Your team meeting is a great time to look at them and decide how to measure your progress with customer surveys, financial reviews or whatever means of analysis you’ve set up. Having measurable goals and specific dates to review them will help prevent dreaded and dangerous “drifting.” You know, “Get up, go to work, come home, do it all over again.”
You can lose your way, miss opportunities and stray far from what will make your business thrive. Stay focused, set goals and remember – they’re not for your eyes only. Communicate them, share your vision and above all, keep the passion.
It’s your venture, and your year to succeed. With ’007 upon us, you should accept, and expect, nothing less than the best.
Are Your Goals the “Real” Deal?
Have a goal? Let’s test it.
Can you spell out how to reach it with specific strategies, tactics and action priorities that have your confidence? If that’s a total mystery, maybe you need to get real.

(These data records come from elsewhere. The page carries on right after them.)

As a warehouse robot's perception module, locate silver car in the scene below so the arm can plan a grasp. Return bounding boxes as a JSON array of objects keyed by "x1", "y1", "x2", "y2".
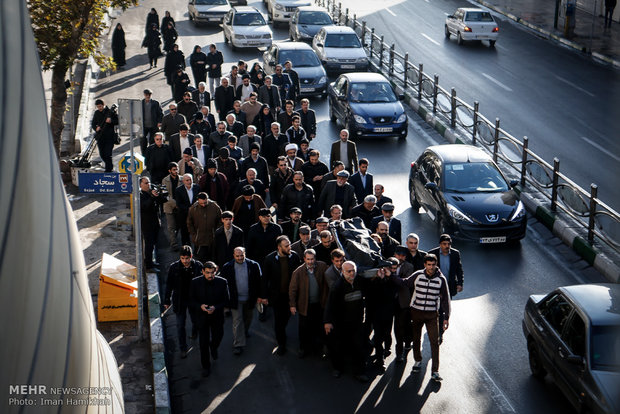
[{"x1": 312, "y1": 26, "x2": 370, "y2": 72}]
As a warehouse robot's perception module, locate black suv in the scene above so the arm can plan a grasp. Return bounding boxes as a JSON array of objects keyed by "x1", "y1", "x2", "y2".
[{"x1": 523, "y1": 284, "x2": 620, "y2": 414}]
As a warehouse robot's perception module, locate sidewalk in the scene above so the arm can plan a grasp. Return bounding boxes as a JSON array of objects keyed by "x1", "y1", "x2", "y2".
[{"x1": 476, "y1": 0, "x2": 620, "y2": 67}]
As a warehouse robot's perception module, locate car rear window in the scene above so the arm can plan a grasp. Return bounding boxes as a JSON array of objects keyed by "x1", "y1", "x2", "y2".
[{"x1": 590, "y1": 325, "x2": 620, "y2": 371}]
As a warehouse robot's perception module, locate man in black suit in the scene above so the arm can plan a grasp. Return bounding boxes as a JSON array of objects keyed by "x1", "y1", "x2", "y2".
[
  {"x1": 349, "y1": 158, "x2": 374, "y2": 204},
  {"x1": 222, "y1": 246, "x2": 263, "y2": 355},
  {"x1": 191, "y1": 262, "x2": 230, "y2": 377},
  {"x1": 369, "y1": 203, "x2": 402, "y2": 244},
  {"x1": 174, "y1": 174, "x2": 200, "y2": 245},
  {"x1": 428, "y1": 234, "x2": 464, "y2": 344},
  {"x1": 263, "y1": 234, "x2": 301, "y2": 355},
  {"x1": 140, "y1": 89, "x2": 164, "y2": 155},
  {"x1": 215, "y1": 211, "x2": 244, "y2": 267}
]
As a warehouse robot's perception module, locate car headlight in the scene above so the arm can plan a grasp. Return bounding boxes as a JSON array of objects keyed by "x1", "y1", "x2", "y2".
[
  {"x1": 353, "y1": 115, "x2": 366, "y2": 124},
  {"x1": 510, "y1": 201, "x2": 525, "y2": 221},
  {"x1": 446, "y1": 204, "x2": 473, "y2": 223}
]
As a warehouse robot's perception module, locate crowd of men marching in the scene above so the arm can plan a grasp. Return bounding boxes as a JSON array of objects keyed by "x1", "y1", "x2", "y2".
[{"x1": 92, "y1": 30, "x2": 463, "y2": 381}]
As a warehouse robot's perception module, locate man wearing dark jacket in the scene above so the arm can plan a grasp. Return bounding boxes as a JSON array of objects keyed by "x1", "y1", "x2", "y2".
[
  {"x1": 222, "y1": 246, "x2": 263, "y2": 355},
  {"x1": 263, "y1": 234, "x2": 301, "y2": 355},
  {"x1": 164, "y1": 246, "x2": 202, "y2": 358},
  {"x1": 190, "y1": 262, "x2": 230, "y2": 377}
]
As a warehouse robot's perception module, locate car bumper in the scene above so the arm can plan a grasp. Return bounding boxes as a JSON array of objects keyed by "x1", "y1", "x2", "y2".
[
  {"x1": 349, "y1": 122, "x2": 407, "y2": 137},
  {"x1": 454, "y1": 218, "x2": 527, "y2": 244}
]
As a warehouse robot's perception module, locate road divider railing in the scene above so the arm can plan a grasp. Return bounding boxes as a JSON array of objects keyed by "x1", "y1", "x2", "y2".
[{"x1": 315, "y1": 0, "x2": 620, "y2": 252}]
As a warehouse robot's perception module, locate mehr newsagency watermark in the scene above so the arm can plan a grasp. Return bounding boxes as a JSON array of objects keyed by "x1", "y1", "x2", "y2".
[{"x1": 8, "y1": 384, "x2": 112, "y2": 407}]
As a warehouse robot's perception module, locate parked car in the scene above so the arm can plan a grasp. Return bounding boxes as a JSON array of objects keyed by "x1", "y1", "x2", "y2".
[
  {"x1": 267, "y1": 0, "x2": 312, "y2": 29},
  {"x1": 327, "y1": 72, "x2": 407, "y2": 138},
  {"x1": 263, "y1": 42, "x2": 327, "y2": 96},
  {"x1": 187, "y1": 0, "x2": 230, "y2": 24},
  {"x1": 445, "y1": 8, "x2": 499, "y2": 47},
  {"x1": 523, "y1": 283, "x2": 620, "y2": 414},
  {"x1": 222, "y1": 6, "x2": 273, "y2": 50},
  {"x1": 288, "y1": 6, "x2": 334, "y2": 42},
  {"x1": 409, "y1": 144, "x2": 527, "y2": 244},
  {"x1": 312, "y1": 26, "x2": 370, "y2": 72}
]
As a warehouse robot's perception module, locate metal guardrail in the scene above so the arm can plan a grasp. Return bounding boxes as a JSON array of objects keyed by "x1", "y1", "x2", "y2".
[{"x1": 315, "y1": 0, "x2": 620, "y2": 251}]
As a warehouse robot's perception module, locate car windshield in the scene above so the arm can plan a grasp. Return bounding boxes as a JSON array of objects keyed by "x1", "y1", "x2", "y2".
[
  {"x1": 590, "y1": 325, "x2": 620, "y2": 371},
  {"x1": 278, "y1": 50, "x2": 321, "y2": 69},
  {"x1": 349, "y1": 82, "x2": 398, "y2": 103},
  {"x1": 325, "y1": 33, "x2": 362, "y2": 48},
  {"x1": 465, "y1": 11, "x2": 495, "y2": 22},
  {"x1": 233, "y1": 13, "x2": 267, "y2": 26},
  {"x1": 299, "y1": 11, "x2": 332, "y2": 26},
  {"x1": 444, "y1": 162, "x2": 508, "y2": 193}
]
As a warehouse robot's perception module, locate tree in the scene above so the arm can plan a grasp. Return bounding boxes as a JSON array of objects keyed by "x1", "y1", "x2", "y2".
[{"x1": 27, "y1": 0, "x2": 138, "y2": 157}]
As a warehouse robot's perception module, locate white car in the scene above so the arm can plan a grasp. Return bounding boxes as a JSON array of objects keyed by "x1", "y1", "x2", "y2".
[
  {"x1": 187, "y1": 0, "x2": 230, "y2": 24},
  {"x1": 312, "y1": 26, "x2": 370, "y2": 72},
  {"x1": 222, "y1": 6, "x2": 273, "y2": 50},
  {"x1": 266, "y1": 0, "x2": 312, "y2": 28},
  {"x1": 445, "y1": 8, "x2": 499, "y2": 47}
]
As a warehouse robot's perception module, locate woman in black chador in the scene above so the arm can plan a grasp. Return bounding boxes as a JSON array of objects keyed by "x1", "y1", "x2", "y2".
[{"x1": 112, "y1": 23, "x2": 127, "y2": 67}]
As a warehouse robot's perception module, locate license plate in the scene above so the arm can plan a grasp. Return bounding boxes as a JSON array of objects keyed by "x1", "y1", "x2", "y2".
[{"x1": 480, "y1": 236, "x2": 506, "y2": 244}]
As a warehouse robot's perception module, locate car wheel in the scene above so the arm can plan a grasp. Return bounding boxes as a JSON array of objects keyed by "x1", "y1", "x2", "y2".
[
  {"x1": 409, "y1": 184, "x2": 420, "y2": 210},
  {"x1": 527, "y1": 340, "x2": 547, "y2": 379}
]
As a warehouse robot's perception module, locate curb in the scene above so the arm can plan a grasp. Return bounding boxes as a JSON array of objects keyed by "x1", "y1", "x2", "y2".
[
  {"x1": 474, "y1": 0, "x2": 620, "y2": 68},
  {"x1": 371, "y1": 62, "x2": 620, "y2": 283},
  {"x1": 146, "y1": 273, "x2": 170, "y2": 414}
]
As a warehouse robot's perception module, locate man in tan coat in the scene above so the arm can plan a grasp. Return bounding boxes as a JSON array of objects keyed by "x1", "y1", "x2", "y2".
[
  {"x1": 187, "y1": 192, "x2": 222, "y2": 262},
  {"x1": 289, "y1": 249, "x2": 329, "y2": 358}
]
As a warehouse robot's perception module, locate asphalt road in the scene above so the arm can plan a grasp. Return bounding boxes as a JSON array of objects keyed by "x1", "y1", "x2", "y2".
[
  {"x1": 332, "y1": 0, "x2": 620, "y2": 210},
  {"x1": 93, "y1": 0, "x2": 602, "y2": 413}
]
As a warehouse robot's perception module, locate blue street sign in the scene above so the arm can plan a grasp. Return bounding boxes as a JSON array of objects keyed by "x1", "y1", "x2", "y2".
[{"x1": 78, "y1": 172, "x2": 132, "y2": 194}]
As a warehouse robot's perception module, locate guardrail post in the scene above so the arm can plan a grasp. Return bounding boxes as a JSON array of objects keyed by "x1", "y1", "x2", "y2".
[
  {"x1": 551, "y1": 157, "x2": 560, "y2": 211},
  {"x1": 588, "y1": 184, "x2": 598, "y2": 244},
  {"x1": 433, "y1": 74, "x2": 439, "y2": 113},
  {"x1": 389, "y1": 43, "x2": 394, "y2": 76},
  {"x1": 450, "y1": 88, "x2": 456, "y2": 128},
  {"x1": 493, "y1": 118, "x2": 499, "y2": 162},
  {"x1": 521, "y1": 137, "x2": 530, "y2": 187},
  {"x1": 403, "y1": 53, "x2": 409, "y2": 93},
  {"x1": 379, "y1": 35, "x2": 384, "y2": 68},
  {"x1": 471, "y1": 101, "x2": 480, "y2": 145},
  {"x1": 418, "y1": 63, "x2": 424, "y2": 101}
]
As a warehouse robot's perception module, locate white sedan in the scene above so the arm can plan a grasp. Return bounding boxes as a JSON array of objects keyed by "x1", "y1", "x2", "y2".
[
  {"x1": 222, "y1": 6, "x2": 273, "y2": 50},
  {"x1": 445, "y1": 8, "x2": 499, "y2": 47}
]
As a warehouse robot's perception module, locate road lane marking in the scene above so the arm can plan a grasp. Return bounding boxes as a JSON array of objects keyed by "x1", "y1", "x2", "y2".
[
  {"x1": 482, "y1": 72, "x2": 512, "y2": 92},
  {"x1": 555, "y1": 75, "x2": 594, "y2": 98},
  {"x1": 581, "y1": 137, "x2": 620, "y2": 162},
  {"x1": 422, "y1": 33, "x2": 441, "y2": 46}
]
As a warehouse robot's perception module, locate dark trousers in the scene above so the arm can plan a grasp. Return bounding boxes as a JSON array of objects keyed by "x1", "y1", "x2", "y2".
[
  {"x1": 198, "y1": 315, "x2": 224, "y2": 369},
  {"x1": 97, "y1": 138, "x2": 114, "y2": 172},
  {"x1": 394, "y1": 304, "x2": 413, "y2": 355},
  {"x1": 175, "y1": 306, "x2": 197, "y2": 351},
  {"x1": 411, "y1": 309, "x2": 439, "y2": 372},
  {"x1": 329, "y1": 322, "x2": 367, "y2": 375},
  {"x1": 140, "y1": 126, "x2": 159, "y2": 156},
  {"x1": 142, "y1": 228, "x2": 159, "y2": 268},
  {"x1": 299, "y1": 302, "x2": 324, "y2": 351},
  {"x1": 273, "y1": 296, "x2": 291, "y2": 348}
]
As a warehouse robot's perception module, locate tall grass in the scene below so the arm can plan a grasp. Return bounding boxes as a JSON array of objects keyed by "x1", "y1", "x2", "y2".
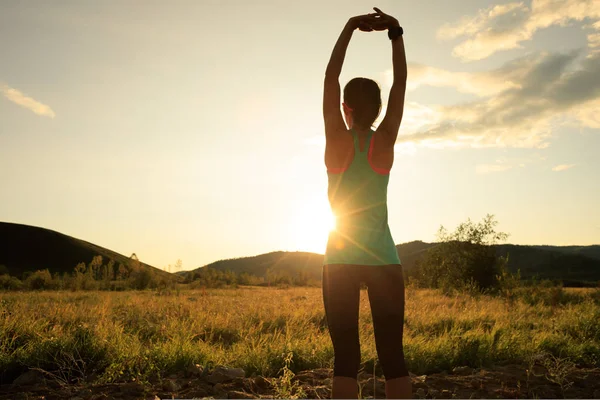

Again, setting unrealistic goals not only is a useless exercise, it does damage. It can point everyone’s expectations, emotions and spending at a false target that simply can’t be hit, and unnecessary failure will infect your company.
If you’ve been in business for a year, look back and use your performance as a measure of what it should be in this one. Maybe it will hold steady, perhaps improve.
When you create those strategies, tactics and actions, they should tell you what new achievement is possible and help you come up with the defined, achievable and measurable goals to get you there.